2. The Celtics recorded their third-biggest win since 2000. Their second-biggest win was a 53-point blowout against the Kings last year. Their biggest? A 58-point beatdown against the Bulls in 2018.

After dropping 44 points in the first quarter, the Celtics were up to 75 by halftime. If they had gone scoreless in the fourth quarter, they still would have won by nine. Instead, their bench put together the biggest quarter of the game with 46 and won by 51.

3. At a certain point in a blowout, you stop watching the basketball quite so closely and you start watching for statistical oddities.

For NBC Sports Boston’s Brian Scalabrine, the oddity was the number of players who dropped double figures. Each of the starters made it comfortably. Sam Hauser and Payton Pritchard tacked on two more. Finally, late in the fourth quarter, Dalano Banton made a pair of free throws to bring the Celtics’ total to eight. It’s hard to imagine a team losing a game when eight players score in double figures.

On our end, the oddities included whether they could reach 75 in the first half and 150 total (they could, and they could), whether Hauser would miss a 3-pointer (he did, eventually) and whether Jayson Tatum would get to 30 (he did).

4. From an eye-test perspective, Derrick White looks more comfortable right now than he has at any other point in a Celtics uniform (and maybe in an NBA uniform). On Wednesday, he shot 7-for-10 from the field, dropping 18 hyper-efficient points, and he dished out four assists.

In San Antonio, White’s 3-point percentage was always lower than you would think when you watched him shoot, and the Celtics’ theory in acquiring him was that playing next to Tatum and Brown would help.

It certainly has. On Wednesday, he buried four 3-pointers (three in the first quarter as the Celtics built their big lead), and three of them were pull-ups. He looks incredibly comfortable as a shooter, which — once again — hammers home the obvious question: How on earth are you supposed to stop this Celtics team?

5. Jrue Holiday started the game with a post up and knocked down two 3-pointers in the first quarter, and for a moment, it looked like we might get his first big offensive game in a Celtics uniform.

Instead, Holiday settled for 15 efficient points and some 15 minutes of rest to end the game.

“First play of the game was for me, and I had a post up,” Holiday told reporters after the game. “I could’ve found someone. But with the talent that we have, who are you going to guard? …

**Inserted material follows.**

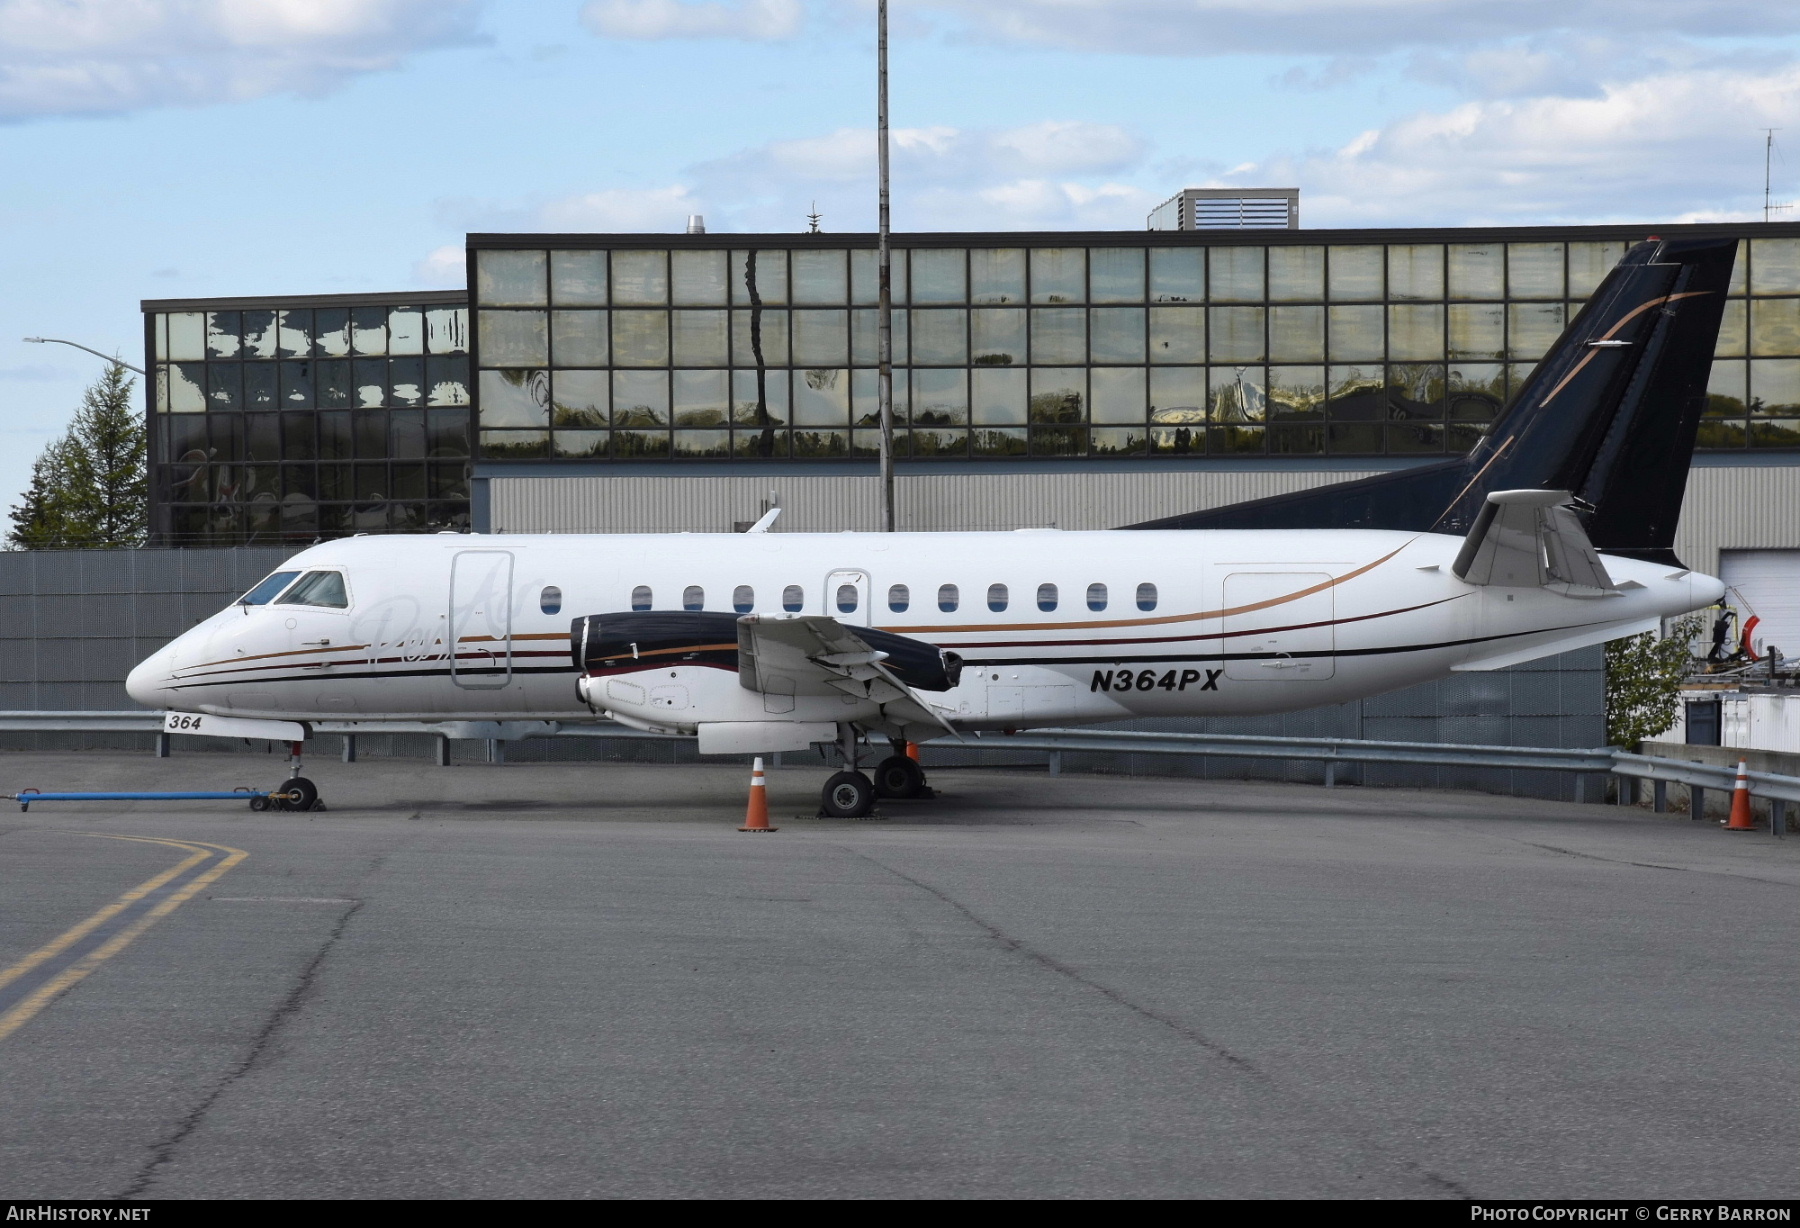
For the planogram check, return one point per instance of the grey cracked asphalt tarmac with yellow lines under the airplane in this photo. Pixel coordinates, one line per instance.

“We’ve got everything, right? We’re in the paint, we have the mid-range, and we have the three. I feel like that threat makes us even harder to guard. … I feel like we have a lot of bases covered.”

6. After a shaky fourth quarter against the Wizards, the Celtics’ bench was much better against the Pacers. The head of the snake was Pritchard, who scored 15 points and led the team with nine assists — a nice bounce-back after a really poor performance. But everyone else looked good as well — Hauser caught fire after a slow start to the year, Oshae Brissett and Lamar Stevens played hard, and Dalano Banton finished some crafty baskets around the hoop.

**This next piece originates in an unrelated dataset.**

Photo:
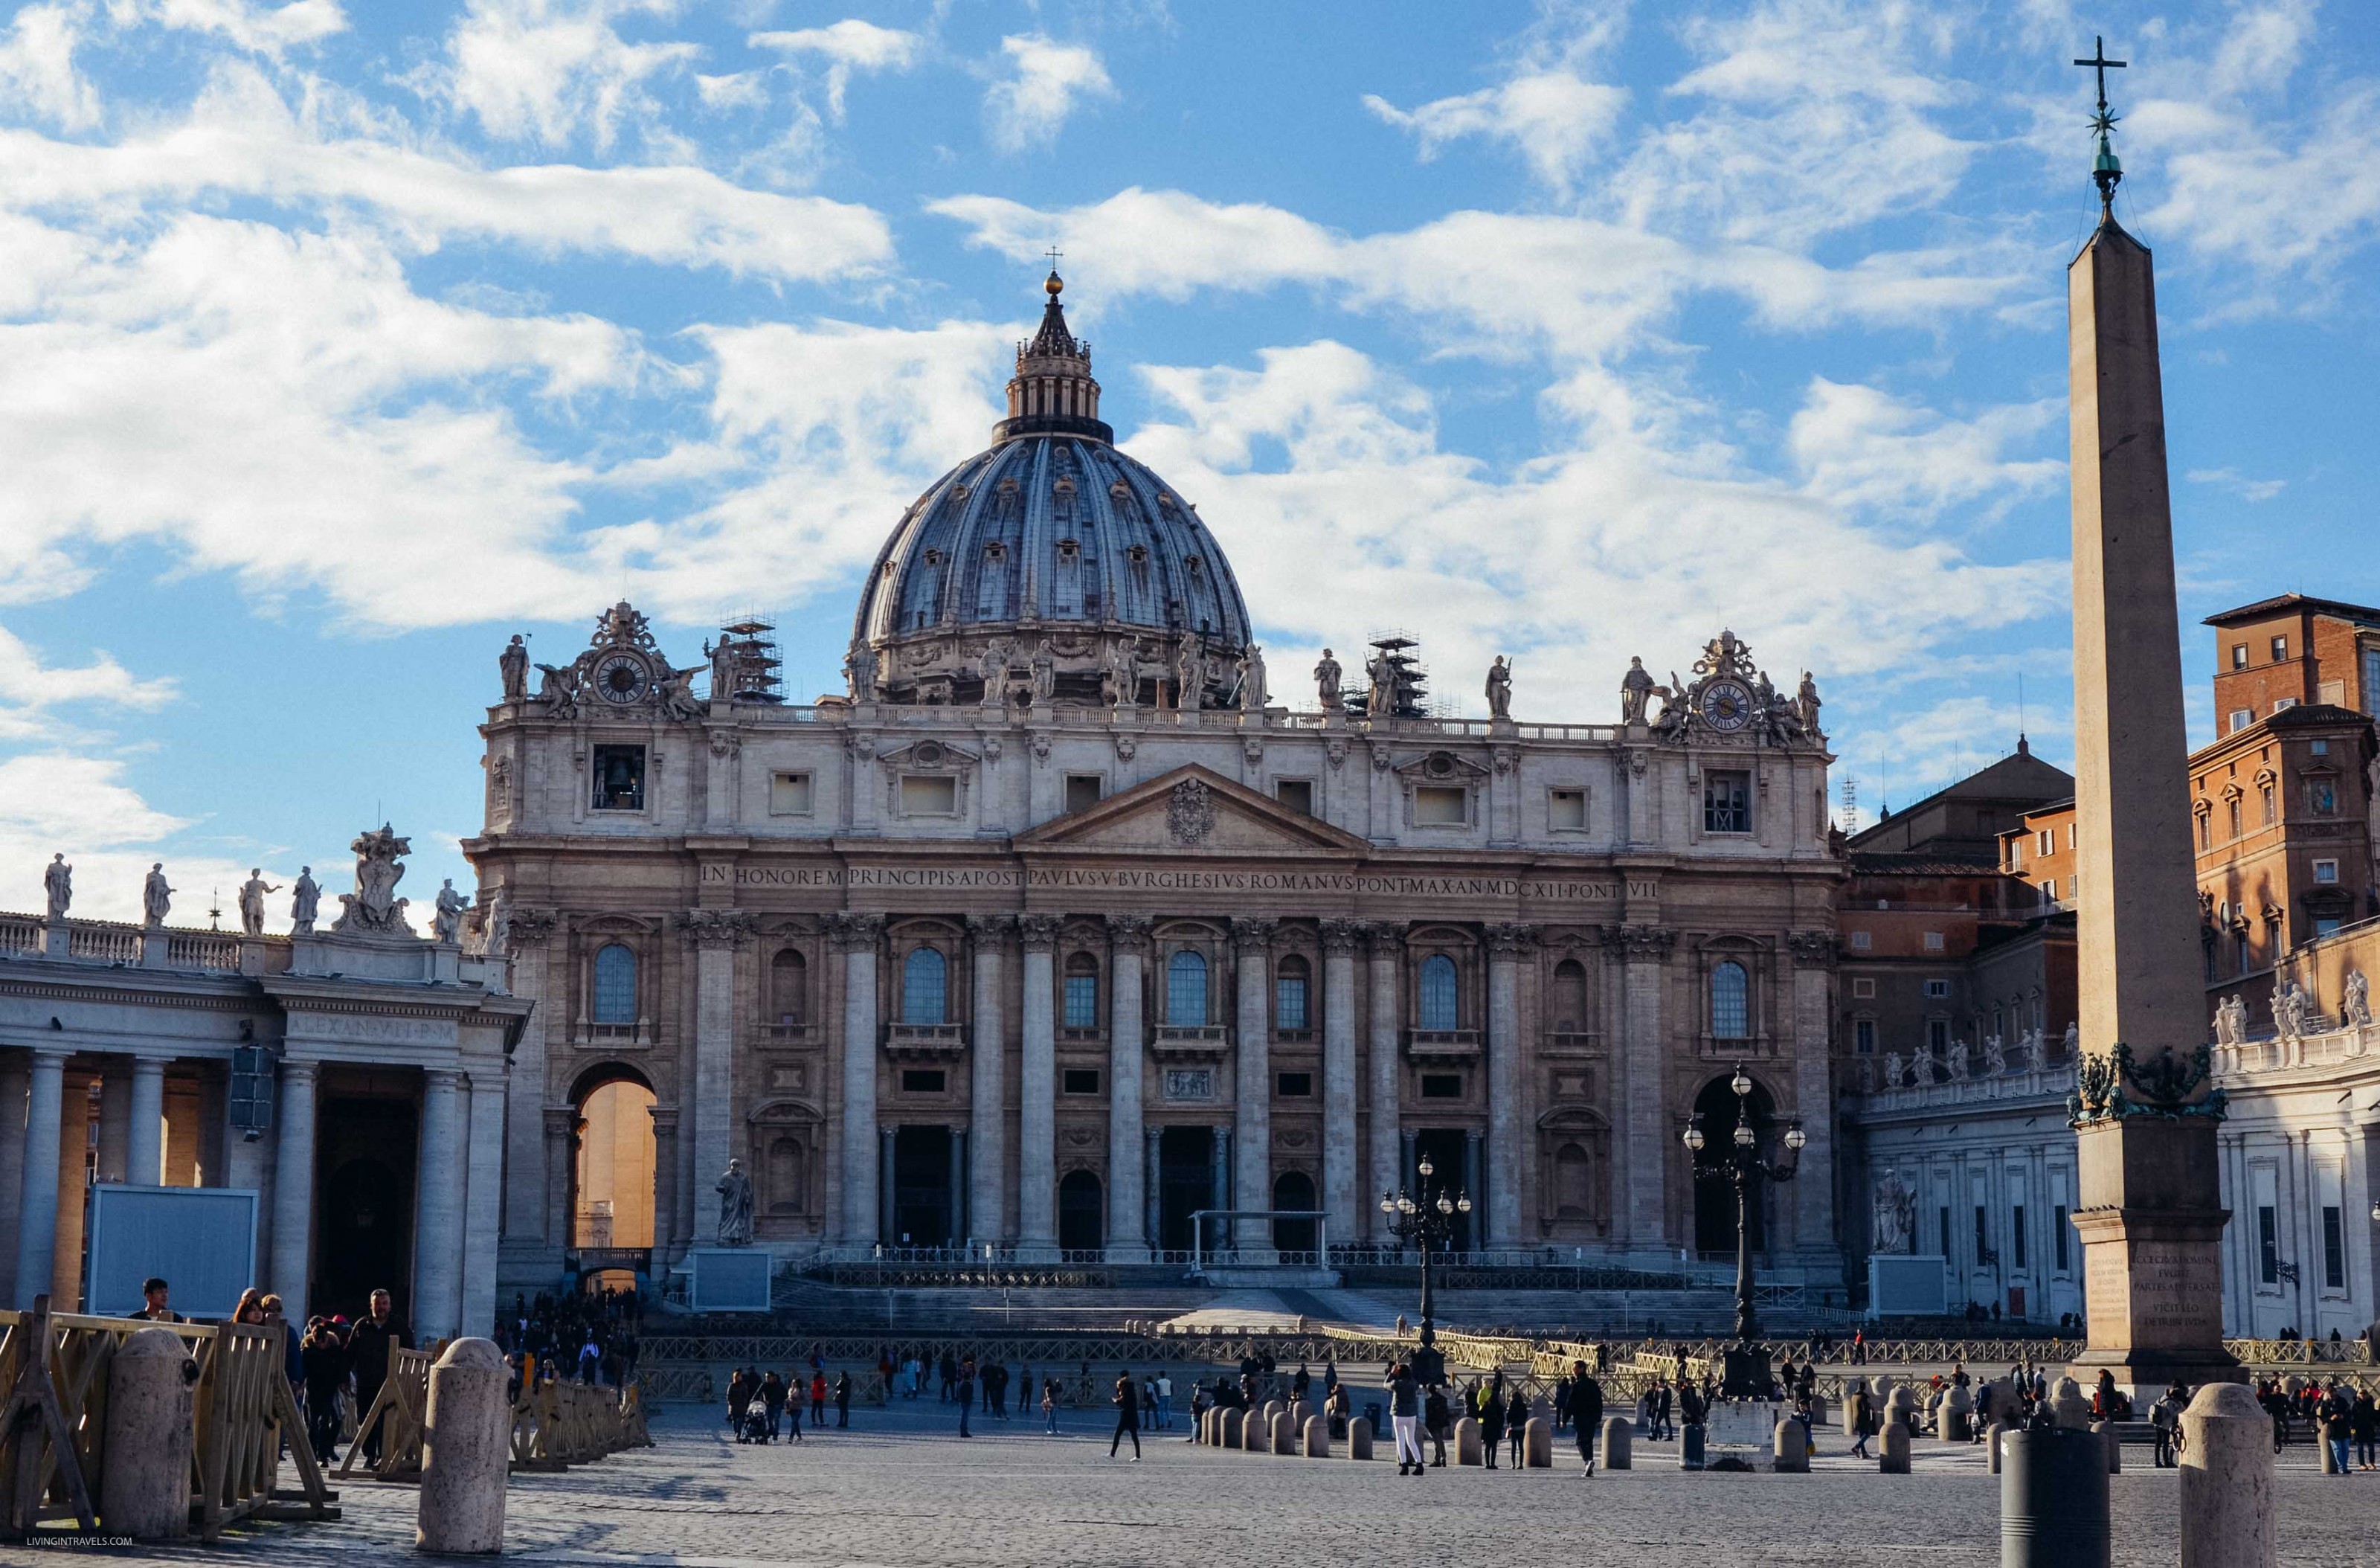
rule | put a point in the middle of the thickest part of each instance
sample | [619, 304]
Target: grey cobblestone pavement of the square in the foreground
[901, 1488]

One intriguing difference: With the game in hand, Joe Mazzulla staggered the exit of the stars in the third quarter rather than having them exit en masse to start the fourth like he did against the Wizards. That seemed to help the Celtics’ bench unit gain a comfort level before they had to carry the game home on their own.

7. Aaron Nesmith still plays incredibly hard in ways that make you worry about his general health and well-being. But he seems to have caught on with the Pacers — Rick Carlisle praised him before the game — which is nice for a player who did not land in a great player-development situation when he was drafted by the Celtics.

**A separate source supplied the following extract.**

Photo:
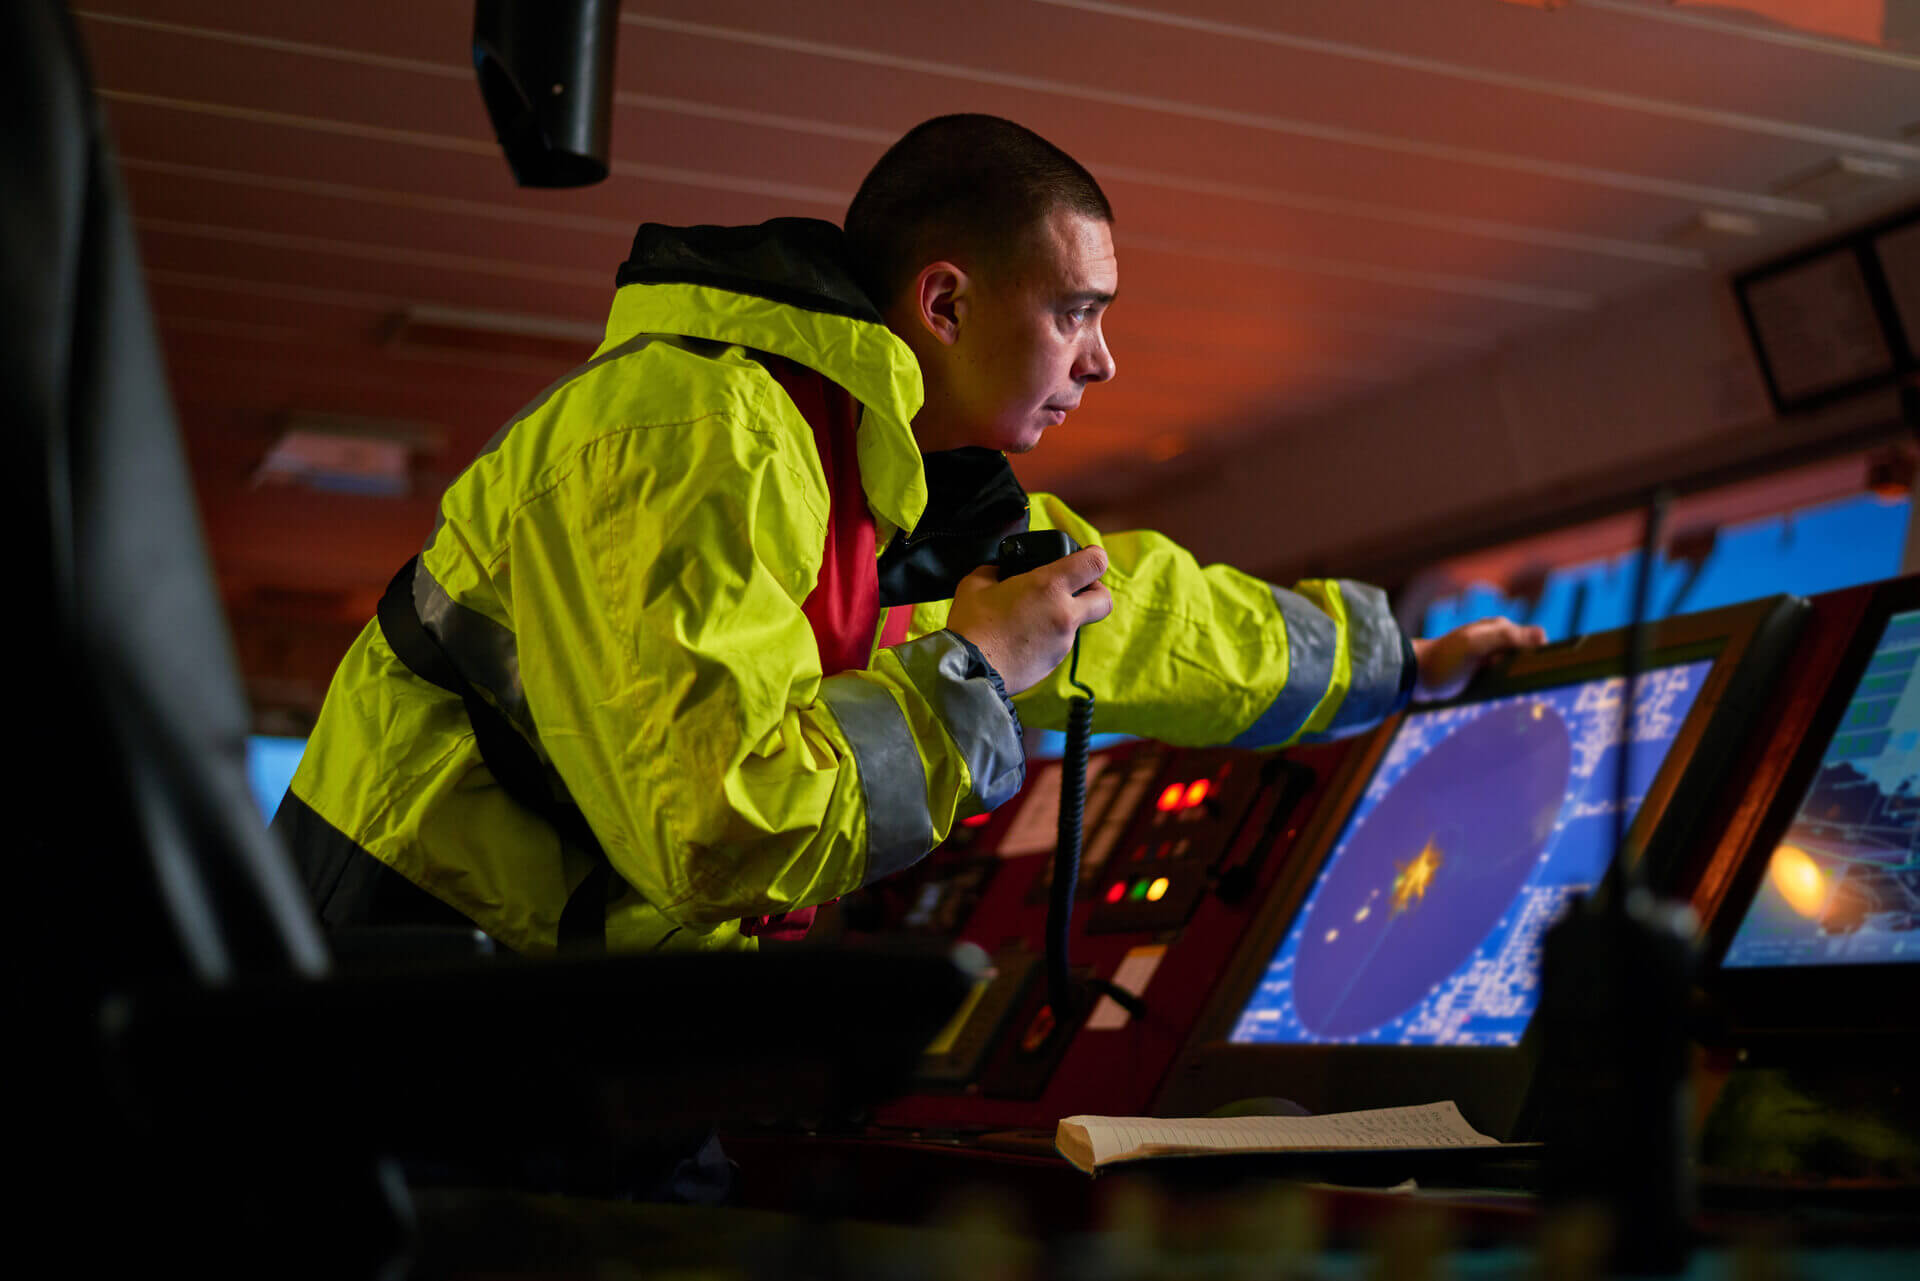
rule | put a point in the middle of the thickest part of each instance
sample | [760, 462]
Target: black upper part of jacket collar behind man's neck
[790, 260]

8. The wildest thing about watching Wednesday’s game was that the Pacers genuinely tried for much of the game. The Celtics played well, but the talent gap was just enormous. The Pacers could do nothing about Brown when he cut with Porzingis diming him from the top of the key. They could do nothing about Hauser floating to open space. They could do nothing about White pulling up from deep. They could do nothing about Tatum (full stop).

The Celtics are humming. They will look to continue their early-season run against the Nets on Saturday at 8 p.m.